A simple tool for tracking the output of automated ansible job runs using JSON files.

With ansible running periodically and in automated runs some form of tracking is needed to identify when playbooks fail and a particular system needs attention. One nice thing about ansible is that it scales down well for simple cases where you just want to manage a few machines. However, ansible AWX can be somewhat overkill for simple cases and the focus seems to be on virtual server deployments rather than, for example, physical desktops.

ansible-json-monitor involves just a simple command-line tool - ajmon - which takes JSON output files from ansible runs and produces a condensed summary. There is no always-on service or REST APIs requiring a master node. Just a directory full of files.

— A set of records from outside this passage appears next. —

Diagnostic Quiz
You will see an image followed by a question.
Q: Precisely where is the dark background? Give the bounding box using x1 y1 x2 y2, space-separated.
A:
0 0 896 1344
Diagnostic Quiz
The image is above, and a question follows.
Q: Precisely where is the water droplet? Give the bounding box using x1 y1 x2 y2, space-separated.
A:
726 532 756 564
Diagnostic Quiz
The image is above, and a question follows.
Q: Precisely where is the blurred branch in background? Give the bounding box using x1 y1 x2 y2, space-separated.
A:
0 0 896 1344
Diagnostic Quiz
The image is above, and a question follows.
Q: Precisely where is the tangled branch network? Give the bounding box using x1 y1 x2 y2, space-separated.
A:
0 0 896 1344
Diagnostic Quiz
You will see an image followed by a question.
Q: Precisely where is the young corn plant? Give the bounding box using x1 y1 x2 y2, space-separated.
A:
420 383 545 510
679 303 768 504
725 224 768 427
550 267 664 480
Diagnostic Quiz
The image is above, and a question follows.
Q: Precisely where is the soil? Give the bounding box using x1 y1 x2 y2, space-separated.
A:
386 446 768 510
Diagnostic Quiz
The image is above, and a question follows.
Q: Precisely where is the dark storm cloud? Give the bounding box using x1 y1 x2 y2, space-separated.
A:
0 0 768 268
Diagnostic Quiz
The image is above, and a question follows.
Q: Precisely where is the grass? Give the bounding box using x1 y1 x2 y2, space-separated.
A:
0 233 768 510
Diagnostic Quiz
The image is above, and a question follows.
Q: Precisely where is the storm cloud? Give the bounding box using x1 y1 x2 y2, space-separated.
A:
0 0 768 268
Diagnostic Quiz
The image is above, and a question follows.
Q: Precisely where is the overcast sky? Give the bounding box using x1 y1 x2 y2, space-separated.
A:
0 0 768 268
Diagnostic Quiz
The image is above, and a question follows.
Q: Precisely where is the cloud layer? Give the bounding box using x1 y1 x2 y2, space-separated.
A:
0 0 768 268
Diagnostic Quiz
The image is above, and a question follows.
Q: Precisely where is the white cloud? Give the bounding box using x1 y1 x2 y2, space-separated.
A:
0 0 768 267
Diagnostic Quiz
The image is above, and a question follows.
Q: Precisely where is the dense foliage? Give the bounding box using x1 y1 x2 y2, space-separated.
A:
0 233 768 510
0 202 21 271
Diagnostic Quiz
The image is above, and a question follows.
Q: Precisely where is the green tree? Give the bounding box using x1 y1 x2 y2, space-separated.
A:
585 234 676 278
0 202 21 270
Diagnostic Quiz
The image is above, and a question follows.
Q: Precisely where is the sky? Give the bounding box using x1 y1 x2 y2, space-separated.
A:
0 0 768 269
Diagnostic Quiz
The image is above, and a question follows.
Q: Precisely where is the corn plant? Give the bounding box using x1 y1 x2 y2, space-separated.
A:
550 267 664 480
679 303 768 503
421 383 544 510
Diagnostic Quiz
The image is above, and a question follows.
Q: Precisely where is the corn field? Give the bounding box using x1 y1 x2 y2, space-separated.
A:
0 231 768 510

To get JSON output from ansible you need to set ANSIBLE_STDOUT_CALLBACK=json in the environment or ansible.cfg file to select the callback plugin for JSON output. With recent releases of ansible this plugin is distributed in the ansible.posix collection. As this goes to standard output, you need shell redirection to save it to a file which should then be compressed. To try this out we'll need something along these lines:

ANSIBLE_STDOUT_CALLBACK=json ansible-playbook plays.yml > output.json
gzip output.json

We now have a file named output.json.gz. We can get a basic overview of the results:

ajmon -f output.json.gz
CHANGED  FAILURES    OK  SKIPPED        DATE  HOST
      0         1   163       37  2019-06-07  localhost

By passing a hostname as the first normal argument to ajmon, we get a numbered list of all the tasks along with an indication of any that failed or which involved a change. Furthermore, the task number can be specified to get more details on the run of a specific task. The output in that case varies depending on the action.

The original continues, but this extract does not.